Enjoying a walk through the woods with her camera, Woodbury resident Thanna Goff had been looking forward to taking some early spring shots around Carver Lake. “I saw something in the tree, so I snuck up on it slowly so it wouldn’t fly away,” Goff says. “When I got close enough, I realized it couldn’t.”
Goff had stumbled upon a female red–tailed hawk, later named Pfeiffer. She was caught by the wing and was hanging from a branch by a piece of fishing line. Goff called local authorities, who directed her to the University of Minnesota’s Raptor Center in St. Paul. They dispatched local volunteers to help.

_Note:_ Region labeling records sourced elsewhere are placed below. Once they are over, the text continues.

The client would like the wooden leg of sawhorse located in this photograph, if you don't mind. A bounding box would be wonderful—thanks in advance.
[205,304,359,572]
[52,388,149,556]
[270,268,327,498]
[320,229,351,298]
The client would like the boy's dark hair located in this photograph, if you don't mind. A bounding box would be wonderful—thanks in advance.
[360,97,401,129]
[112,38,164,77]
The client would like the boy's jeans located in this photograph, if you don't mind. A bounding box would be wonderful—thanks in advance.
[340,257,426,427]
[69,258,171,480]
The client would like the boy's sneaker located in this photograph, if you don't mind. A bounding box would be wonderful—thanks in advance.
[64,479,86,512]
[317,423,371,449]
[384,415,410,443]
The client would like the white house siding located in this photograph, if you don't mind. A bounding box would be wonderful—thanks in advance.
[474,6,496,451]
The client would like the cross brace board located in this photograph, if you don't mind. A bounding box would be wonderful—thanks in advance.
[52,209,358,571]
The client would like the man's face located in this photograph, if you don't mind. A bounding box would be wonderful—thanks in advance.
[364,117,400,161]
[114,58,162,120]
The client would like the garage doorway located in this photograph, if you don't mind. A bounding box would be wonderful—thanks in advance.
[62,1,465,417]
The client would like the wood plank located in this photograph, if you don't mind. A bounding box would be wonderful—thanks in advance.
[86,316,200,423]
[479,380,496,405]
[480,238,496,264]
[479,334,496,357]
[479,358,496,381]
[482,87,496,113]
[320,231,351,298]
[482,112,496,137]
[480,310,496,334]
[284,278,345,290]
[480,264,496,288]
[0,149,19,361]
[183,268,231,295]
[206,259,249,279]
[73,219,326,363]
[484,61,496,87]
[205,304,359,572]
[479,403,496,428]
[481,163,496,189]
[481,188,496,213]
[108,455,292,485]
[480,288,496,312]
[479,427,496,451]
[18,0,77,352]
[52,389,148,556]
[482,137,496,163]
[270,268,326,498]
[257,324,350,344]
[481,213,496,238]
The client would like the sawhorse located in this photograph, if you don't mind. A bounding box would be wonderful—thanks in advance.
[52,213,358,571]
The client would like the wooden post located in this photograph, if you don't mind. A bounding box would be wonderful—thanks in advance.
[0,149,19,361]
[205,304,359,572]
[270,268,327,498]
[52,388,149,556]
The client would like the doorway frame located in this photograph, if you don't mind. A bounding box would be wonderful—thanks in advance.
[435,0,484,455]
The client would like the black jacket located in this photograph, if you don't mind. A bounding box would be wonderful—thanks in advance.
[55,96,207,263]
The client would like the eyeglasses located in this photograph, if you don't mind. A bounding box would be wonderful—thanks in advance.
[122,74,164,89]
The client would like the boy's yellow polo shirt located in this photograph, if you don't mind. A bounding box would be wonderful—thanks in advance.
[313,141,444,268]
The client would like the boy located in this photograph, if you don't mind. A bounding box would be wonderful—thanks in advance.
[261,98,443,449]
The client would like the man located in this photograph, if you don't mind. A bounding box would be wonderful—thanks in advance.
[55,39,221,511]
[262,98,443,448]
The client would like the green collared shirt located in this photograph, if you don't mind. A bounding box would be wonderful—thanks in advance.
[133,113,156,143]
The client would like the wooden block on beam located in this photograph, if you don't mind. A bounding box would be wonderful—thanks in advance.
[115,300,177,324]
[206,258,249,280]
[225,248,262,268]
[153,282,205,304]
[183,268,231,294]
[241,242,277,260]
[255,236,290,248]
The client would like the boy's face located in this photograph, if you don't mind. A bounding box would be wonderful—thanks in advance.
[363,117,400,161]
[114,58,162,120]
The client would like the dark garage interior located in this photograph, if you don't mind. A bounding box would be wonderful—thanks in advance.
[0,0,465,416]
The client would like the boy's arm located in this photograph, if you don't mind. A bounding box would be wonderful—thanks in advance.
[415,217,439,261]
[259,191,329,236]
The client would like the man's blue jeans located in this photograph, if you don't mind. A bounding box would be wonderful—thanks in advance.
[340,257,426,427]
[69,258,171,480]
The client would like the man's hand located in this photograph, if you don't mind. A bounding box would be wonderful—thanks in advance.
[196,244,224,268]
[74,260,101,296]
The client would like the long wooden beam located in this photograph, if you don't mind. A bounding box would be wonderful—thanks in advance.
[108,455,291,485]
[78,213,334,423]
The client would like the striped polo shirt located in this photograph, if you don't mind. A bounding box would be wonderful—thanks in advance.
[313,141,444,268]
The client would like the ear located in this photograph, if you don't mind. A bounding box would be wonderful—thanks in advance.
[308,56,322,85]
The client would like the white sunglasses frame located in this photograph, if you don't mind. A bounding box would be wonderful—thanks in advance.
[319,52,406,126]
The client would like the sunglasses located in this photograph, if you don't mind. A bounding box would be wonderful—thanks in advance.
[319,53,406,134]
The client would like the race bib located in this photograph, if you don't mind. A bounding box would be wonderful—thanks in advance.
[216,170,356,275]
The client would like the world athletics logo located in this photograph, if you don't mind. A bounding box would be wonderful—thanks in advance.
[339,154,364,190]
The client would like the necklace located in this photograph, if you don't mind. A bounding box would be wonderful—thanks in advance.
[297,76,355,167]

The hawk was carefully cut down and caught in a tarp by Goff and volunteers. “She was stressed and worn down,” Goff says. But Pfeiffer quickly recovered and was on her way. “It was a great experience,” Goff says. “I have a newfound appreciation for the incredible work that the Raptor Center does.”
The Raptor Center provides medical care to birds in need all over Minnesota. “We see over a thousand a year, and we have a constant case load of birds,” says Julia Ponder, executive director and veterinarian. Not only is the center focused on treating animals, but they also do research and education. “We want to understand how raptors survive in a human-impacted landscape. We want to engage people with these environmental issues. If they know them, they’ll care about them,” Ponder says.